Environmental Impact and Traceability
Life cycle assessments from independent third parties show that Cyclone’s textile-to-textile process uses less water, less energy and produces lower carbon emissions than both virgin polyester and bottle-to-textile recycling. The exact numbers change as technology improves, but the trend is consistent. Chemical recycling, when run at industrial scale, reduces the overall footprint of polyester production.
Traceability is built into the system, with each batch of textile waste receiving a barcode at collection and new codes at every major stage – from sorting to pelletizing to spinning – so the entire journey from discarded garment to finished yarn can be tracked.
This system helps brands track how much recycled material they use, prepare for audits and prove their products are part of a closed-loop system, which is becoming more important as EPR (Extended Producer Responsibility) laws make brands responsible for what happens to their products after they are sold.

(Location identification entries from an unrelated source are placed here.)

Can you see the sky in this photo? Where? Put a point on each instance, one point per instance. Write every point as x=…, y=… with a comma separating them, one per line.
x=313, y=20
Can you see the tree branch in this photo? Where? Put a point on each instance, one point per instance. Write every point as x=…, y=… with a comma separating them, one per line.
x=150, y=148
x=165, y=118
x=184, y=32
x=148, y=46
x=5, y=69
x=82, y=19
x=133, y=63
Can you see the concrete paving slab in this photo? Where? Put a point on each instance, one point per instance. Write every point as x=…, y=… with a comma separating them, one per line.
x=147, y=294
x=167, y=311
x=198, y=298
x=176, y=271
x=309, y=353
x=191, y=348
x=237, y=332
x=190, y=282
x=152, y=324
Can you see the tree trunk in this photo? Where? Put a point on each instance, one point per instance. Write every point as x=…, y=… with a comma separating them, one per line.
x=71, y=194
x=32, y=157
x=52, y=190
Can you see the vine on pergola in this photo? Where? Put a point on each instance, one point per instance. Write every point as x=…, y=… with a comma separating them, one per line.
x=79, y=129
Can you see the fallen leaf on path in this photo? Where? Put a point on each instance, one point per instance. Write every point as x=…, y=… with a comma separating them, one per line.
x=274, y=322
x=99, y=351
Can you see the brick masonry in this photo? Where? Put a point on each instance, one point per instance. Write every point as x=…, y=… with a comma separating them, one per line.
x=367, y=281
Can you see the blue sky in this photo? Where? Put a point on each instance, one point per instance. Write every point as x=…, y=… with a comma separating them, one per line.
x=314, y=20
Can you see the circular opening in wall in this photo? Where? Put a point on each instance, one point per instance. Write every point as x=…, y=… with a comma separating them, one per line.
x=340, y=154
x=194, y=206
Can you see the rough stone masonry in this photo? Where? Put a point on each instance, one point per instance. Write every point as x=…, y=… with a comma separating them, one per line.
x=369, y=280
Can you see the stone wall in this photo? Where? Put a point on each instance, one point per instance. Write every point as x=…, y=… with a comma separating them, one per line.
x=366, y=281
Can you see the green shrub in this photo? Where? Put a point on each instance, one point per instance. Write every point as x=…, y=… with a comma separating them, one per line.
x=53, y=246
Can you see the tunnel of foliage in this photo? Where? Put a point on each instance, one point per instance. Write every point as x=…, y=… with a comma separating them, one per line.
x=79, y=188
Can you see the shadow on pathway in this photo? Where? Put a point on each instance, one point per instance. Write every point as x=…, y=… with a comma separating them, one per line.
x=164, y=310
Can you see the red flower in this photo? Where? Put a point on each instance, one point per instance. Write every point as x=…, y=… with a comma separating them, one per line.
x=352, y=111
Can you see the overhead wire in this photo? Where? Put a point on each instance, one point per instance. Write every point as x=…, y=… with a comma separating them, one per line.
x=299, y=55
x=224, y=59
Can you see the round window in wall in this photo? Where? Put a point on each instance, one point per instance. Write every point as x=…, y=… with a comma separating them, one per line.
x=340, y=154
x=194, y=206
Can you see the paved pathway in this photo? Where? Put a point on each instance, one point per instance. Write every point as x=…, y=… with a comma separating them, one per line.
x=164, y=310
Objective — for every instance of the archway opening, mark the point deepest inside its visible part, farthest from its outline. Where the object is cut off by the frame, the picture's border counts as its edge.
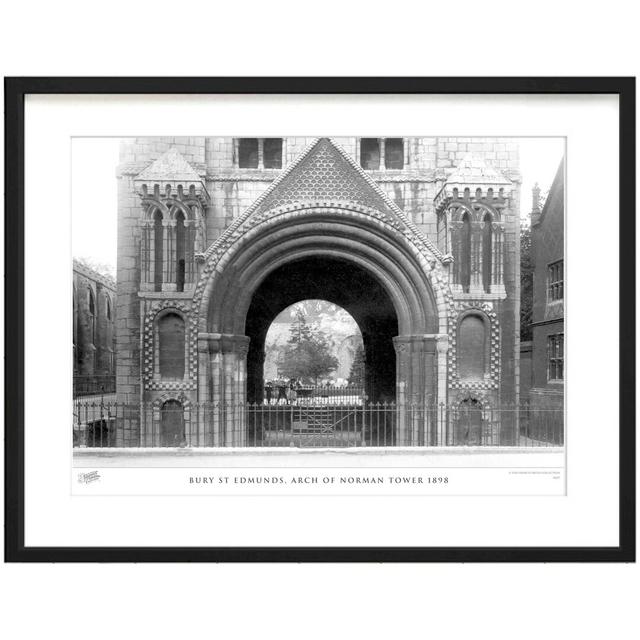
(314, 352)
(339, 283)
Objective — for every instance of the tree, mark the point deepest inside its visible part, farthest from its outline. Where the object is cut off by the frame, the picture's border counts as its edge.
(307, 353)
(526, 284)
(356, 375)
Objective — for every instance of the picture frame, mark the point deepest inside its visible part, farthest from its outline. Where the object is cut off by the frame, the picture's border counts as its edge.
(16, 338)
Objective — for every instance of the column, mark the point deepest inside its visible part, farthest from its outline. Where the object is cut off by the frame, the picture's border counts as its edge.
(223, 367)
(416, 389)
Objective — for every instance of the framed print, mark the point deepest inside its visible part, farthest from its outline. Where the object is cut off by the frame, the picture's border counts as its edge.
(320, 319)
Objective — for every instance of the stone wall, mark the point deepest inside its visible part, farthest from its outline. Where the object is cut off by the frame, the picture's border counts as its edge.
(429, 161)
(93, 347)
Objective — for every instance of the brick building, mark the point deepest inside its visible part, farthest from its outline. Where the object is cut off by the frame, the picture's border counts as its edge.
(94, 336)
(417, 238)
(547, 248)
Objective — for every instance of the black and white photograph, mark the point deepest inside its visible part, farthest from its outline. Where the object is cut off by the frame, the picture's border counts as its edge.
(358, 318)
(254, 296)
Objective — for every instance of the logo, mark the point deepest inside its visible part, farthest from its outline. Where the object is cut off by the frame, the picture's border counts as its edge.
(90, 476)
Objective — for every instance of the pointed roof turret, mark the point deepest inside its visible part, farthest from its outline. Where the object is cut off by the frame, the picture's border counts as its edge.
(474, 173)
(172, 169)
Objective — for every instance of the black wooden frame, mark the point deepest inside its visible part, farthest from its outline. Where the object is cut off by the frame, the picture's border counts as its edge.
(15, 91)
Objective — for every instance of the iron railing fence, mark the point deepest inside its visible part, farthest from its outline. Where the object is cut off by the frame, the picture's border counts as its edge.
(104, 424)
(93, 385)
(285, 393)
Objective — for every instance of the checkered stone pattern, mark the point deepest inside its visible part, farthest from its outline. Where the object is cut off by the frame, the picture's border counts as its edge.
(494, 349)
(191, 322)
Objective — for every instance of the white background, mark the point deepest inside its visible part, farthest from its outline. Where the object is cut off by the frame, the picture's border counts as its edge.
(318, 601)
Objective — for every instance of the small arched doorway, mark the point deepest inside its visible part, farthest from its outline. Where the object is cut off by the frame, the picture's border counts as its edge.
(469, 423)
(172, 424)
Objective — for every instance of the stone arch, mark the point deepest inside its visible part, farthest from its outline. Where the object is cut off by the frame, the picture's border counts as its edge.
(359, 234)
(374, 242)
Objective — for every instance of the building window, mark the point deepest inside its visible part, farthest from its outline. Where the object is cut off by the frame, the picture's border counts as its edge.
(555, 281)
(471, 348)
(370, 153)
(260, 153)
(465, 253)
(394, 153)
(248, 153)
(171, 346)
(180, 251)
(92, 316)
(555, 357)
(158, 246)
(273, 153)
(486, 253)
(376, 153)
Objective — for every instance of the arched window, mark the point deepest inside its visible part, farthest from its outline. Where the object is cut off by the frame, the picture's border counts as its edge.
(180, 251)
(465, 253)
(472, 348)
(158, 246)
(171, 346)
(92, 316)
(486, 253)
(171, 424)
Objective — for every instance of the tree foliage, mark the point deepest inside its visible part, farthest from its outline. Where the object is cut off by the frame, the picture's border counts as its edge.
(526, 284)
(307, 354)
(356, 375)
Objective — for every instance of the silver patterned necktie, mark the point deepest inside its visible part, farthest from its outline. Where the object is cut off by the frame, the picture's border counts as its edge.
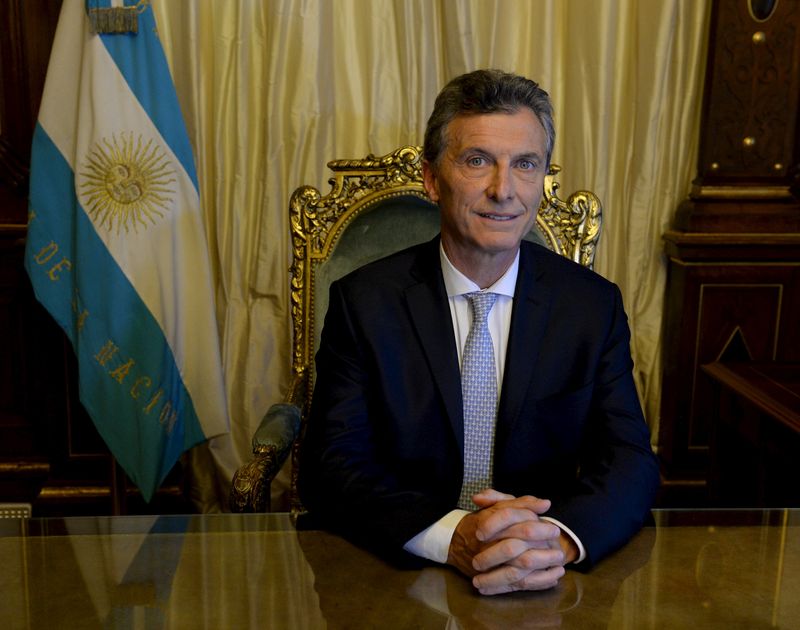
(479, 392)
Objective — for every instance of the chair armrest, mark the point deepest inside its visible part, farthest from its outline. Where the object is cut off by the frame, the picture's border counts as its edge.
(272, 443)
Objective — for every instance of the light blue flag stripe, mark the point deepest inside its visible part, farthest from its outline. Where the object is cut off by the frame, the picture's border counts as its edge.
(116, 248)
(145, 68)
(145, 436)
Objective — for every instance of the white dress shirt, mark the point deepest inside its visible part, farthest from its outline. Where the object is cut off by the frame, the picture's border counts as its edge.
(433, 542)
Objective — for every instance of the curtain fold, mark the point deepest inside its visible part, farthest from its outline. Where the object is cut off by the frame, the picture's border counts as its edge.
(274, 89)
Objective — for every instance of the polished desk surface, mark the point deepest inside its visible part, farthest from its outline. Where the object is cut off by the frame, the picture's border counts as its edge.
(691, 570)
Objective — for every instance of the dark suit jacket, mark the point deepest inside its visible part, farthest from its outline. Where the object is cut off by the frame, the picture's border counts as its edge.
(382, 455)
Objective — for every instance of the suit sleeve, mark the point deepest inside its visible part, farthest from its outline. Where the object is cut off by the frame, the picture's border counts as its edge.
(618, 474)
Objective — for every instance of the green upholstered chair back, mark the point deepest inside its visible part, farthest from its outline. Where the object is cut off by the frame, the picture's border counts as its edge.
(376, 206)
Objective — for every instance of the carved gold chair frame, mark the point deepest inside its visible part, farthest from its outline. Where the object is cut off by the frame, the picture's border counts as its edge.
(570, 228)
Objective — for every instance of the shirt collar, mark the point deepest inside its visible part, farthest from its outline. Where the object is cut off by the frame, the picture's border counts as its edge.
(456, 283)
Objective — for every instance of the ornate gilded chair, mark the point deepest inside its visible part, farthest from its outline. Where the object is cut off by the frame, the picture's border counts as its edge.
(376, 206)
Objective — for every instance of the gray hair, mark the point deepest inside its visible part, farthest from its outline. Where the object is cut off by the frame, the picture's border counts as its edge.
(486, 92)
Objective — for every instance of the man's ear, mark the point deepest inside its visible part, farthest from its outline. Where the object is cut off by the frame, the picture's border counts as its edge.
(429, 181)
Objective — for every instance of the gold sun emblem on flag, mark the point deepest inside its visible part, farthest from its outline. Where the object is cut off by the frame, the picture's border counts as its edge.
(126, 183)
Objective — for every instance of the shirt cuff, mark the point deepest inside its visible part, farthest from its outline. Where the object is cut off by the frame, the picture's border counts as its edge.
(433, 543)
(571, 534)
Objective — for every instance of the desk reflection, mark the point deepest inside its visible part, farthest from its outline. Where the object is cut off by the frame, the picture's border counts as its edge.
(693, 569)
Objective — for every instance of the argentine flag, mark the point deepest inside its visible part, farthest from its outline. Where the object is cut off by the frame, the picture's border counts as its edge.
(116, 247)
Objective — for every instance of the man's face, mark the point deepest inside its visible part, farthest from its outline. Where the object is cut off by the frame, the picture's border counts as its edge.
(488, 183)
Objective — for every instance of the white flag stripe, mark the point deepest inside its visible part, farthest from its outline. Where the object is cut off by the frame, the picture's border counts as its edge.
(93, 103)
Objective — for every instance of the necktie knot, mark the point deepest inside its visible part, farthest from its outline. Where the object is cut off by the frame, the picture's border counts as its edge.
(481, 303)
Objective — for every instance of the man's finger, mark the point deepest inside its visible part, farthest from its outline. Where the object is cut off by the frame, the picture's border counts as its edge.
(518, 553)
(504, 514)
(507, 578)
(532, 531)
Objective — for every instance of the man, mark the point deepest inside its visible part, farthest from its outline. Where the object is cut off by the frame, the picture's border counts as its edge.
(530, 422)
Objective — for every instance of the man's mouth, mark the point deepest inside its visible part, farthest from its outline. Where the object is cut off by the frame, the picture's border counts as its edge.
(497, 217)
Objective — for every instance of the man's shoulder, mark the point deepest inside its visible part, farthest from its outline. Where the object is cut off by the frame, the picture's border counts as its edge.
(398, 266)
(542, 262)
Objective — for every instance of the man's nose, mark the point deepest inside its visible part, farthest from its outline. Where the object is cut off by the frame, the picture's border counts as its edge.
(501, 186)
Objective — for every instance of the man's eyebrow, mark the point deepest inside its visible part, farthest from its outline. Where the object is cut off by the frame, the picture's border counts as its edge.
(533, 156)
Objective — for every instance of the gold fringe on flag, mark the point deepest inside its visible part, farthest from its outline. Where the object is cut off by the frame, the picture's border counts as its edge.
(114, 20)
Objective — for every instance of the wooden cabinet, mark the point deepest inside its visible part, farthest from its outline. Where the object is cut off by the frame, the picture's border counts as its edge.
(733, 288)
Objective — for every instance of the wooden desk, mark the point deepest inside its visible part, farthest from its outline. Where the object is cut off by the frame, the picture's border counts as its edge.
(755, 444)
(692, 569)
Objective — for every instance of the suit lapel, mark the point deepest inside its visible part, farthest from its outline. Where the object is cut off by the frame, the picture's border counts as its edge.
(430, 314)
(529, 319)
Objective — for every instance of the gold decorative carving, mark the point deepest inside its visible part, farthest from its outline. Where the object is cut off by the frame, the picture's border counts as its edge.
(250, 487)
(570, 228)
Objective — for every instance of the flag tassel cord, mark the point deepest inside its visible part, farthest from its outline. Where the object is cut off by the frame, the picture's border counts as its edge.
(116, 20)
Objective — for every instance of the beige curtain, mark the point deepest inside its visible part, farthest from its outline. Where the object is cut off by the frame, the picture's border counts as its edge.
(272, 89)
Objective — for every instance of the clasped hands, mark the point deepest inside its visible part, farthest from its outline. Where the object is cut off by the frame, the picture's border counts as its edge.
(504, 546)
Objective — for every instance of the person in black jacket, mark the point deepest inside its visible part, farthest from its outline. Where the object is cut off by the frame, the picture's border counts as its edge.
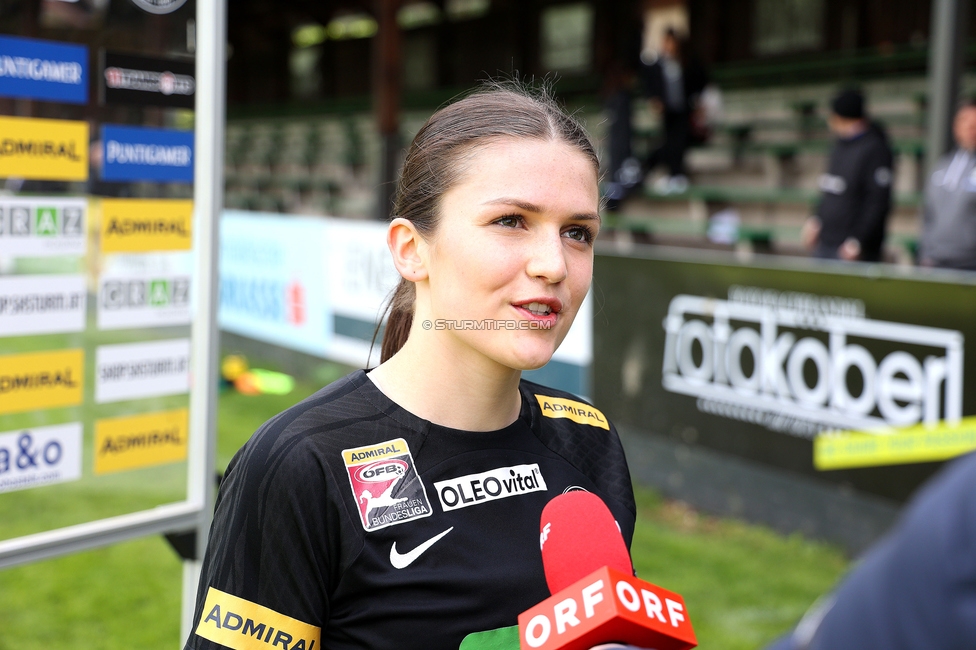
(915, 589)
(850, 220)
(673, 82)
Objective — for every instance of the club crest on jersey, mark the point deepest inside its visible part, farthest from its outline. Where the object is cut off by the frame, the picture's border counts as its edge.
(385, 484)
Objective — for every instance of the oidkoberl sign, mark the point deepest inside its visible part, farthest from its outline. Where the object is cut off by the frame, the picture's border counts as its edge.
(762, 361)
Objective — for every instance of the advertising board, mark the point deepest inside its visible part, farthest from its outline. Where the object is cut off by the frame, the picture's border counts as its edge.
(147, 81)
(319, 286)
(772, 362)
(140, 153)
(45, 70)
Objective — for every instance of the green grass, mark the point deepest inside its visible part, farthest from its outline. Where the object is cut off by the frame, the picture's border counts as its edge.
(743, 585)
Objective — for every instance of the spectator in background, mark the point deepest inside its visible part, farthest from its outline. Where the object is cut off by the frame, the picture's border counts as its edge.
(949, 213)
(915, 589)
(673, 82)
(852, 215)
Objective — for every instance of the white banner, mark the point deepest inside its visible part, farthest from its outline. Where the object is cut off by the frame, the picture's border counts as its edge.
(273, 284)
(42, 304)
(137, 370)
(41, 456)
(144, 291)
(42, 226)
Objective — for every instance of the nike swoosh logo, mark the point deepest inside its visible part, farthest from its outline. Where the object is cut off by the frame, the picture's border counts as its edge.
(402, 561)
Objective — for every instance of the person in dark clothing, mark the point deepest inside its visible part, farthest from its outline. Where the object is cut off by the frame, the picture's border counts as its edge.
(852, 215)
(916, 589)
(673, 83)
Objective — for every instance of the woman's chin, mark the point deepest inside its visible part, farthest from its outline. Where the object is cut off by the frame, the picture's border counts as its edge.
(530, 359)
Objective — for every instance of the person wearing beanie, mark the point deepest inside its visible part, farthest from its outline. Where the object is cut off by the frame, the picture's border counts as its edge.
(851, 216)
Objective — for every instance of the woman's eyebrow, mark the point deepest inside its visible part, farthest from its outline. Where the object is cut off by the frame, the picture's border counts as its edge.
(519, 203)
(532, 207)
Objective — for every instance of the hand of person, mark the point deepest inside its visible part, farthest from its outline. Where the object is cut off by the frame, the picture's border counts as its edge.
(850, 250)
(810, 233)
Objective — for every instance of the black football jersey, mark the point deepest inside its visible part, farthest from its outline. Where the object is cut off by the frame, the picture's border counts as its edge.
(348, 522)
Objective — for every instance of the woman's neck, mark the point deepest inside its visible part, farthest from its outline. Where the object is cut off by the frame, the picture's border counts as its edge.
(434, 384)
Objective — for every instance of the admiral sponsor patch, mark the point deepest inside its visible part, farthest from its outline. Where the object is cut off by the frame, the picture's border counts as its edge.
(559, 407)
(494, 484)
(242, 625)
(385, 484)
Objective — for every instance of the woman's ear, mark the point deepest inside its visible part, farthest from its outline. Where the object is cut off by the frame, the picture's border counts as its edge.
(409, 249)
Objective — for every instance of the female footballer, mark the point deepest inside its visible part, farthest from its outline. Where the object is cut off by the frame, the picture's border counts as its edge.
(399, 507)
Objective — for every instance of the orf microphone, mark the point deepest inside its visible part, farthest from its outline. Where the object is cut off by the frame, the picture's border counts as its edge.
(596, 598)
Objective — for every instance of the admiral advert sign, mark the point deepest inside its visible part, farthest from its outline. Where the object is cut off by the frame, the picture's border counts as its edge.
(138, 370)
(44, 150)
(144, 225)
(137, 153)
(41, 380)
(798, 367)
(385, 484)
(31, 458)
(42, 304)
(45, 70)
(131, 79)
(43, 227)
(137, 441)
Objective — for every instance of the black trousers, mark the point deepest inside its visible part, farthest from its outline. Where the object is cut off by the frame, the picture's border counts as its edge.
(677, 131)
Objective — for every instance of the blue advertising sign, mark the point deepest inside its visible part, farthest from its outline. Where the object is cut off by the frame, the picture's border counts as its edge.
(138, 153)
(33, 69)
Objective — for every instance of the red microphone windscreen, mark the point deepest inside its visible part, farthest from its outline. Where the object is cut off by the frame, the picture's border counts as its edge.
(578, 535)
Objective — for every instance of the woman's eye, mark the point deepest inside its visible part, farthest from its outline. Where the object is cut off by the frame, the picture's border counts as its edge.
(580, 233)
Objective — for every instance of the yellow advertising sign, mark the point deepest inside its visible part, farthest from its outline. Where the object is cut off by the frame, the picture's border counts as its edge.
(136, 441)
(242, 625)
(560, 407)
(41, 380)
(143, 225)
(917, 444)
(45, 150)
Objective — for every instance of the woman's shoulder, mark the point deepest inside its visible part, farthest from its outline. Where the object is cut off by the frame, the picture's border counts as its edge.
(562, 405)
(583, 436)
(316, 430)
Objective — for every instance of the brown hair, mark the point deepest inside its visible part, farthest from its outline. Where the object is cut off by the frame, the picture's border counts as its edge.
(435, 162)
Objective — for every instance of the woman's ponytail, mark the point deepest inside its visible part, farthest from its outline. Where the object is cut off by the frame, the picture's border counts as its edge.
(399, 320)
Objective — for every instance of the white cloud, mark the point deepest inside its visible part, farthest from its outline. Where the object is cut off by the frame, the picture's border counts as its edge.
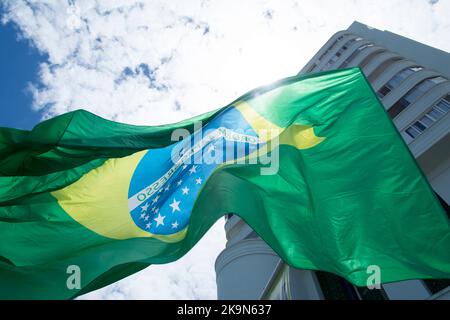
(154, 62)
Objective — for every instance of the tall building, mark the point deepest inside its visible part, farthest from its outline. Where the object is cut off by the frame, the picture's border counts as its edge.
(412, 82)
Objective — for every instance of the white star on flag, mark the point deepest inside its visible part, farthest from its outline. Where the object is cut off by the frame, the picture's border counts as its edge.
(159, 219)
(145, 207)
(175, 205)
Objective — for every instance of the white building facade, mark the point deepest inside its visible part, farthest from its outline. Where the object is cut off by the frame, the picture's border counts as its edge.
(412, 82)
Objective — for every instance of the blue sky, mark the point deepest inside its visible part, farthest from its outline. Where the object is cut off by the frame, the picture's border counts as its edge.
(155, 62)
(19, 66)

Operational Improvements Behind the Scenes
Cyclone also invests in reducing factory level impact. Its facilities use biomass fuels instead of coal, solar panels that provide a portion of electricity and wastewater systems that reuse up to 70% of water. Heat generated in one process is reused in another.
The company engages with programs such as the Higg Index, which provides tools to measure the environmental and social impact of facilities – from water and energy use to chemicals, waste and labor conditions – and is preparing to meet both SBTi (Science Based Targets initiative) and ISCC (International Sustainability and Carbon Certification) requirements.
The Takeaway
Polyester dominates the global textile market and it is not disappearing soon. The question is how to keep it circulating instead of sending it to landfills. Bottle-to-textile mechanical recycling helped start the transition, but chemical textile-to-textile recycling is the step that creates real circularity.
What determines success is not just chemistry, but how well recyclers can manage feedstock quality, preprocessing and traceability at scale. Cyclone’s model – combining internal sorting, recycling and yarn production – shows how advanced systems can move from concept to infrastructure.
If the company reaches its projected 2030 capacity, circular polyester could become a mainstream production reality and we hope to see that happen.